IBM Customer Driven Quality / MIT faculty week
Appears in 1 lecture.
Appearances across the corpus
Mid-1990s, when Tom was department head. MIT paired with IBM as part of an industry-elite-universities TQM initiative. Seventy-five MIT faculty spent a week at IBM's executive training center on the Hudson. The episode includes the 410K→320K headcount story and Tom's question about whether eliminating 90,000 middle managers revealed more problems escalating (answer: no).

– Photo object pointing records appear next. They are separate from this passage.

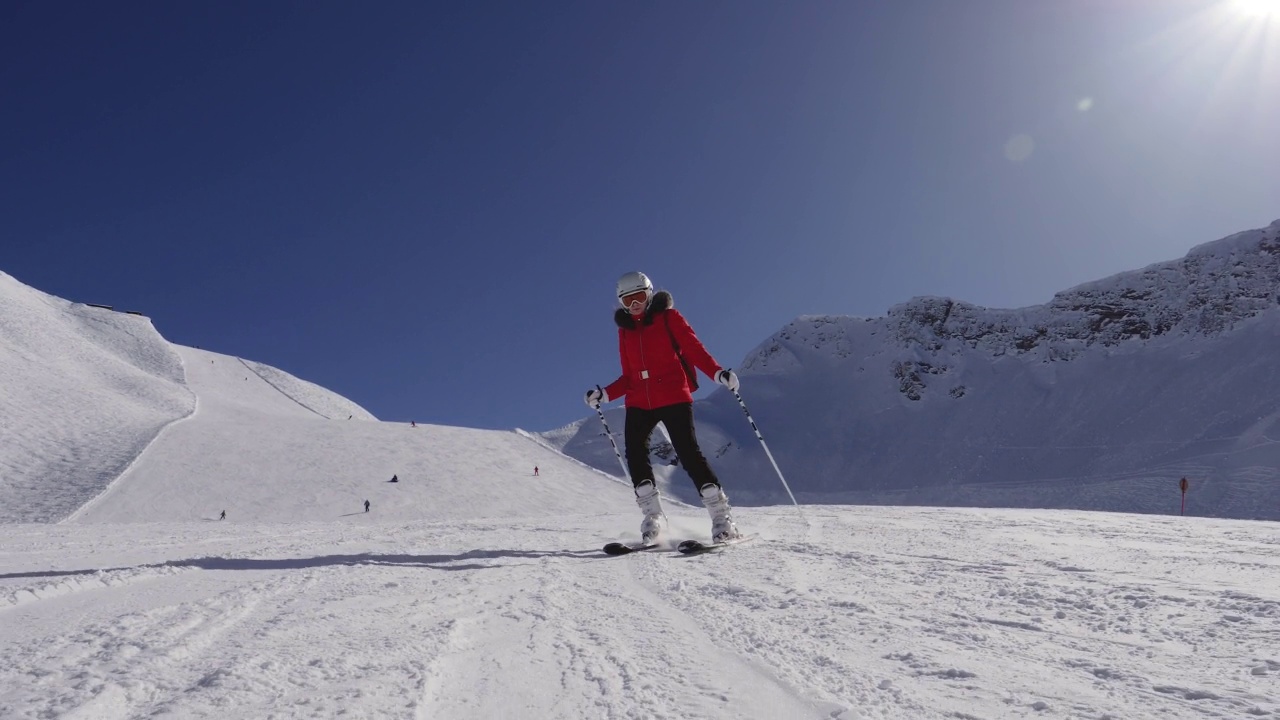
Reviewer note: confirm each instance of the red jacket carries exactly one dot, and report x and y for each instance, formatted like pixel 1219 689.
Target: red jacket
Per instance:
pixel 652 376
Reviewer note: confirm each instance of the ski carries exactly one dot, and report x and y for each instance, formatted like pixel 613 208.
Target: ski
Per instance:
pixel 624 548
pixel 698 547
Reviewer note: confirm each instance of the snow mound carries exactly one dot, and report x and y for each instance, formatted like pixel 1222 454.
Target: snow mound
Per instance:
pixel 85 390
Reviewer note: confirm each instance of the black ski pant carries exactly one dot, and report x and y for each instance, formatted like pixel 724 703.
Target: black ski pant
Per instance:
pixel 679 420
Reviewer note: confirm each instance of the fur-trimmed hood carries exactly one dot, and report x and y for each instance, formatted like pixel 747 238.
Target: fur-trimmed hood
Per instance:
pixel 659 302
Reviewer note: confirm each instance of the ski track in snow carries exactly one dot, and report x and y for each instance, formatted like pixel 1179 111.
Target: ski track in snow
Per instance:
pixel 865 614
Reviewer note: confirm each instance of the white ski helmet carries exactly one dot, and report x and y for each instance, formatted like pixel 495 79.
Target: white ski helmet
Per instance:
pixel 632 283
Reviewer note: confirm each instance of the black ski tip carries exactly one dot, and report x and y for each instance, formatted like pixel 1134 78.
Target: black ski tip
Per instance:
pixel 691 546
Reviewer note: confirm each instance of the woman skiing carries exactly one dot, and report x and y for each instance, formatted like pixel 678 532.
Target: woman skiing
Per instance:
pixel 659 351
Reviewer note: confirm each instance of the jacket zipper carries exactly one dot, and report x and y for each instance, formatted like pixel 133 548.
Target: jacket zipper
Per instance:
pixel 644 370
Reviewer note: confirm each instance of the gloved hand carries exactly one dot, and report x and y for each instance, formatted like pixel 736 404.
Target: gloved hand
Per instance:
pixel 727 378
pixel 595 396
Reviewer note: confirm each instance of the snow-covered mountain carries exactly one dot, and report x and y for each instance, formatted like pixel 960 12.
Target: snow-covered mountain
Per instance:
pixel 105 420
pixel 1102 399
pixel 472 588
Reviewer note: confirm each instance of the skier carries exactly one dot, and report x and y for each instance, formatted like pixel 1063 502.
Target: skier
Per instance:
pixel 657 347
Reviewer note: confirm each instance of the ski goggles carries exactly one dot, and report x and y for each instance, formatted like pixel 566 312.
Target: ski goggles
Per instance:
pixel 630 299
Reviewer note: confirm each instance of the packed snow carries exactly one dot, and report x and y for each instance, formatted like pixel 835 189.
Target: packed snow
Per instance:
pixel 474 587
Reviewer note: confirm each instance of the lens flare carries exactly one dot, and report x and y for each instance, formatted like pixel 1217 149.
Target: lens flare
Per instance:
pixel 1257 8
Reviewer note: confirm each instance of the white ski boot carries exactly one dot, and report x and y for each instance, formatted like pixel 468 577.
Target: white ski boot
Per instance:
pixel 722 522
pixel 650 504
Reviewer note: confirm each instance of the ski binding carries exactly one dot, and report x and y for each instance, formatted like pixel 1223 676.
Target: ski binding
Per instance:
pixel 624 548
pixel 698 547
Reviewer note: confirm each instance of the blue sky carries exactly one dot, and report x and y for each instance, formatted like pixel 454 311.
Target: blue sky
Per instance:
pixel 425 205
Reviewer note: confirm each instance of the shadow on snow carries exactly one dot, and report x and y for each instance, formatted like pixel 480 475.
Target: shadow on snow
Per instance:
pixel 437 561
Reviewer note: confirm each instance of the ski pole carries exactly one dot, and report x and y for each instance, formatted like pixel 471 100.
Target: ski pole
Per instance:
pixel 618 455
pixel 769 455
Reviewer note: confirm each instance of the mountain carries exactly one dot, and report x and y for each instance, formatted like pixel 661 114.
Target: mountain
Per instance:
pixel 106 422
pixel 472 588
pixel 1102 399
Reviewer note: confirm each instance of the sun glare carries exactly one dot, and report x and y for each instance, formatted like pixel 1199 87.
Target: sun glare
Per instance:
pixel 1257 8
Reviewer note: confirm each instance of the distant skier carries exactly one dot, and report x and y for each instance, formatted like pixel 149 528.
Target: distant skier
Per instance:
pixel 657 345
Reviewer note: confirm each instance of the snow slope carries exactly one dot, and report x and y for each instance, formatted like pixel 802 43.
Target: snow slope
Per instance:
pixel 264 456
pixel 909 614
pixel 475 589
pixel 1101 399
pixel 85 390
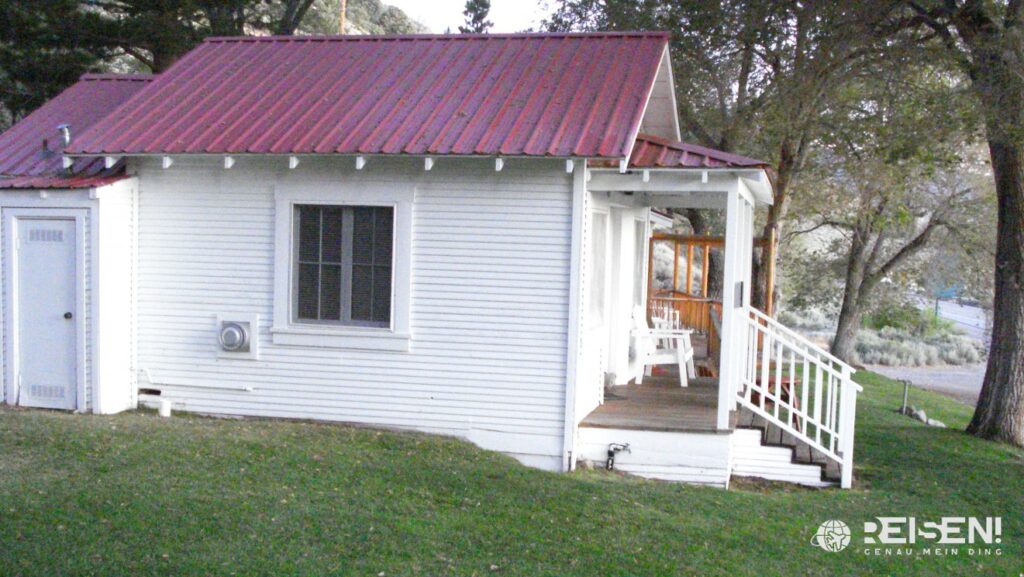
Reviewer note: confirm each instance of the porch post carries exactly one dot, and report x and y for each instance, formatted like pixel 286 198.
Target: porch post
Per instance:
pixel 727 357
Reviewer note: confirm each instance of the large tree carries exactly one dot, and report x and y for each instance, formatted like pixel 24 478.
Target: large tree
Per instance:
pixel 43 48
pixel 985 39
pixel 476 17
pixel 890 179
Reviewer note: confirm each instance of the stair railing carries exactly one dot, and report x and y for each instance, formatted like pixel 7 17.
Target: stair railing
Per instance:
pixel 800 387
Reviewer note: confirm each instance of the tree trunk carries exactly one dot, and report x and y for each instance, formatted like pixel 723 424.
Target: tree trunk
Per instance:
pixel 776 212
pixel 999 414
pixel 849 315
pixel 846 330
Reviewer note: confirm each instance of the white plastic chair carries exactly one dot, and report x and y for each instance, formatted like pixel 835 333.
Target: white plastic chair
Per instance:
pixel 664 344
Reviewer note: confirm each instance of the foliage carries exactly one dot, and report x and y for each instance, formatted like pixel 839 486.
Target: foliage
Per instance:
pixel 906 317
pixel 44 47
pixel 899 347
pixel 136 495
pixel 361 16
pixel 476 17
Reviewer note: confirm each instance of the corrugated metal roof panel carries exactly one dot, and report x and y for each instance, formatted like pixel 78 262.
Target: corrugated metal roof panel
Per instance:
pixel 651 152
pixel 522 94
pixel 33 147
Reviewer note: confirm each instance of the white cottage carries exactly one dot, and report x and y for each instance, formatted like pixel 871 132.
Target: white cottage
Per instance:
pixel 448 234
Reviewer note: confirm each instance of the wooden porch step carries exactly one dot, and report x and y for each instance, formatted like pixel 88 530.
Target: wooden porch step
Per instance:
pixel 772 436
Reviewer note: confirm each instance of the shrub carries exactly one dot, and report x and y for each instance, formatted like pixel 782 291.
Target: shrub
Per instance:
pixel 899 347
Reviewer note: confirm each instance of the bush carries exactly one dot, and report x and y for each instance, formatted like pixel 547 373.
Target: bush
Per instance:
pixel 899 347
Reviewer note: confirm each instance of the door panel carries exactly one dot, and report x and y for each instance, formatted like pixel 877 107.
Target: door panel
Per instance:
pixel 47 315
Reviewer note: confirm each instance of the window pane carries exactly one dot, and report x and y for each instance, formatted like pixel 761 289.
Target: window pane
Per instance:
pixel 308 290
pixel 363 289
pixel 332 237
pixel 363 236
pixel 330 292
pixel 308 234
pixel 383 230
pixel 382 294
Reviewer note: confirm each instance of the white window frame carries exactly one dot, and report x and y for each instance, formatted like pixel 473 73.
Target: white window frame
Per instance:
pixel 291 332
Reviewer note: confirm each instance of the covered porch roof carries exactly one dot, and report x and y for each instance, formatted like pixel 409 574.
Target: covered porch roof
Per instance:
pixel 676 174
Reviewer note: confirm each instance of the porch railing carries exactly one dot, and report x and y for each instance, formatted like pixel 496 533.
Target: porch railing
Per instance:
pixel 801 388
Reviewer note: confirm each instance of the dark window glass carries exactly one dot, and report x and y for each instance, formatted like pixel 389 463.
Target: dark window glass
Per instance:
pixel 344 264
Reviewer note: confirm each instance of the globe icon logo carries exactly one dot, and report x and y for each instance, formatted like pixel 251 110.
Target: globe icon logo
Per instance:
pixel 832 536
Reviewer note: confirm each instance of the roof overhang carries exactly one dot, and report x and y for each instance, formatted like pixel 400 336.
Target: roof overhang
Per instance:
pixel 686 188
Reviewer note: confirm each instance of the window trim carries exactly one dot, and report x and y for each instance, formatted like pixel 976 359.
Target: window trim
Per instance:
pixel 291 332
pixel 346 263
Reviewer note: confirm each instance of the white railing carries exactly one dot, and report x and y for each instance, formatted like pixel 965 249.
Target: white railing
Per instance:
pixel 801 388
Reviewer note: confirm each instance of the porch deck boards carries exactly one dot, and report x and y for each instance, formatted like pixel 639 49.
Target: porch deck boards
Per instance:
pixel 659 404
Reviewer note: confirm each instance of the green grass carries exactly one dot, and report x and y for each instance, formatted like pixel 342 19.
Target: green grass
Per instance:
pixel 136 495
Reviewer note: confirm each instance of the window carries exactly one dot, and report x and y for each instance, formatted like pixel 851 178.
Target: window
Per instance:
pixel 343 264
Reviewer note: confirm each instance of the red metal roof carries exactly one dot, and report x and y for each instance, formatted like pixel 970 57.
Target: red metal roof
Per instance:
pixel 520 94
pixel 652 152
pixel 33 147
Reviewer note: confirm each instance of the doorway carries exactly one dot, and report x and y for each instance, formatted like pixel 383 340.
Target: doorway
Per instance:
pixel 44 276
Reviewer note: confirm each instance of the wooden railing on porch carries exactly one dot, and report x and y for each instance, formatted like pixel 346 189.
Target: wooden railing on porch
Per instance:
pixel 689 299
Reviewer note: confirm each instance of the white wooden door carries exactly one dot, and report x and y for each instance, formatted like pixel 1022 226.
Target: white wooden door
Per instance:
pixel 45 297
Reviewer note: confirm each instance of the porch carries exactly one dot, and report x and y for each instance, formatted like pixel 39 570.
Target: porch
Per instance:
pixel 757 382
pixel 659 404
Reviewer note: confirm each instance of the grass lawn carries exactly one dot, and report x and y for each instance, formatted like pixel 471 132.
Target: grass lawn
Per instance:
pixel 137 495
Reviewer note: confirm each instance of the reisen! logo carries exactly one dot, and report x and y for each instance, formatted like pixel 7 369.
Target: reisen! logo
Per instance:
pixel 906 536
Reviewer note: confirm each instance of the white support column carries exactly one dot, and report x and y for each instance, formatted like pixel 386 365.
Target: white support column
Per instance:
pixel 727 363
pixel 576 308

The reason I did is, when I was department head in the 1990s, TQM was a big hot topic. Most of the faculty in the School of Engineering didn't know much about it. A lot of the faculty at Sloan knew something about it because industry was big on it. So I had a bunch of undergraduates in the Chipman Room and I said, does anyone know what TQM is? And some student in the back says it's B.S. There's a lot of truth to that. But the CEOs of some of the top companies had issued a challenge to MIT and another six or seven elite universities, and we were paired with IBM. About seventy-five MIT faculty, seven and a half percent of the MIT faculty, went and spent a whole week at the IBM executives training center on the Hudson River. Beautiful facility, the cafeteria food was fantastic, it was a fancy motel without the swimming facilities, and they didn't have the exercise facilities. But it turns out IBM was going to teach us total quality management because they felt it was so important.